At its simplest, the audience member is presenting a yes-or-no question, namely:
Aren’t atheists hypocrites? In argument form, this runs roughly as follows:
P1: The ability to decide between right & wrong comes from a sense of absolute morality
P2: Absolute morality requires an irrational leap of faith
P3: Atheism rejects absolute morality and irrational leaps of faith
C: Atheism cannot know right & wrong without being hypocritical
Again, while I agree with what Professor Dawkins says, he does not, technically, answer the question. His response is essentially “I don’t want your absolute morality”, for the reasons and examples he cites. While these reasons may be viscerally appealing to atheist audiences, his response boils down to an appeal to ridicule: framing someone’s argument as absurd (even if it is), instead of addressing the points raised.
As a fledgling critical thinker, I feel the exchange would have been more informative had Professor Dawkins engaged with the notions raised by the audience member, and with the argument put forth; and he is certainly eminently qualified to do so. Specifically, it would have been interesting to hear Dawkins’ views on absolute morality, its history and validity, and perhaps why atheists do not merely reject it, but for whom it is something of a non-concept, before proceeding to a dissection of the argument.

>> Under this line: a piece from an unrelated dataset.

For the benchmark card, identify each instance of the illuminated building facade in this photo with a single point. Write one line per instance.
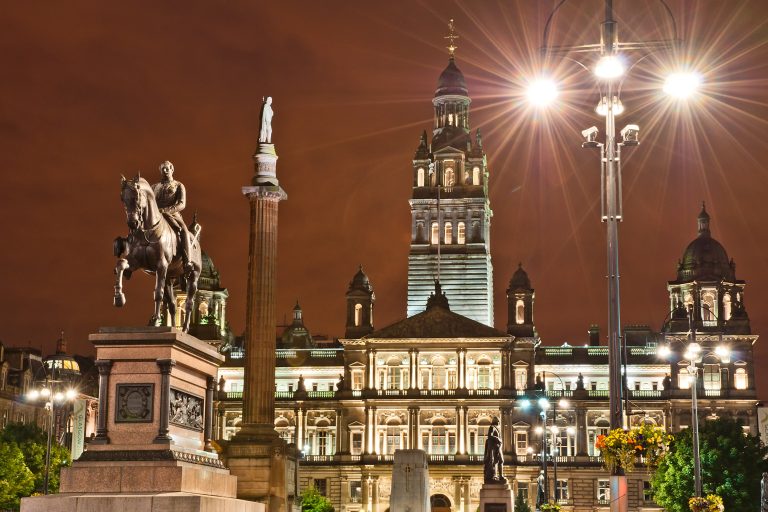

As atheists, and hopefully as critical thinkers, it is incumbent on us not to give in to the comfort of confirmation bias by behaving like fans, followers or congregationists before those who generally, and vocally, represent our views. For those of us who grew up in a religious environment, it is that sort of herd behaviour that we are supposed to have left behind. Everything and everyone should be subject to scepticism and critical appraisal, uncomfortable though it may be to us. That is the way towards freedom, and that is the way towards truth.